The Lighting Control Innovation Award was created in 2011 as part of the Illuminating Engineering Society’s Illumination Awards program, which recognizes professionalism, ingenuity and originality in lighting design. LCA is proud to sponsor the Lighting Control Innovation Award, which recognizes projects that exemplify the effective use of lighting controls in nonresidential applications.
This month, we will explore the role of lighting controls in creating an illuminated lightwall as part of a three-month installation piece. Design by Keith Bradshaw, Clementine Fletcher-Smith and Iain Ruxton of Speirs + Major. Photography by James Newton. Lighting by LightLab.
In March 2015, a three-month installation piece entitled HALFLIFE was launched; an immersive experience based on British physicist Ernest Rutherford’s principle of decay, ‘Half-life (t1/2)’. The piece was designed specifically for the illuminated lightwall that runs the full length of a curved tunnel which connects an underground station with a square.
Within the tunnel’s 90m-glazed wall, 180 sources of light are concealed behind semi-translucent glass panels. These can be programmed which together create a rich palette of animated color, forming hues and saturations of light which are not commonly experienced from artificial light.
Making full use of the wall’s possibilities, each cycle began with a fully lit elevation. This then halved exponentially in size towards the center of the tunnel, leaving a ghost image of the light that was previously visible.

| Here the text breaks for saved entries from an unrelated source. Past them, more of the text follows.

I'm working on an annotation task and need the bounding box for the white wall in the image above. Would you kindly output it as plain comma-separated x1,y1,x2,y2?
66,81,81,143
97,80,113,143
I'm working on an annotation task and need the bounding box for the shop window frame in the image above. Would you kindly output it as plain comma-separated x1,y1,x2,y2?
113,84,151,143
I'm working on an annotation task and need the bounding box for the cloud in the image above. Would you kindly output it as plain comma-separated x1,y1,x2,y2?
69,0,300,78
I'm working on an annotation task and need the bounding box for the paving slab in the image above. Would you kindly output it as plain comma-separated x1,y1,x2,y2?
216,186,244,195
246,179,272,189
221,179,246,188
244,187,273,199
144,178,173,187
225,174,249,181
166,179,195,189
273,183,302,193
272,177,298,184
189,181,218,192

When there was only one light left glowing, the wall rebuilt in a chaotic fashion, in direct contrast to the orderly deterioration of light that came before.
HALFLIFE continually changed in color over the course of the installation, as hues radiated anti-clockwise around the color wheel whilst gradually deepening in saturation. A number of site visits were conducted after-hours to test the concept and fine tune the control – both in terms of the deterioration and re-growth of the light and the iterations of the color sequence.
The rhythm of the piece had a mathematical rigor and created a sense of calm through repetition. The use of a simple binary process for the decay was important, so that the re-growth was a chaotic contrast; a pleasing parallel to the constant movement of ‘commuters’ versus the individuality of people. The mathematical basis for the programming code also had resonance with the UNESCO Year of Light, showing how design, science and technology can create something exciting and engaging.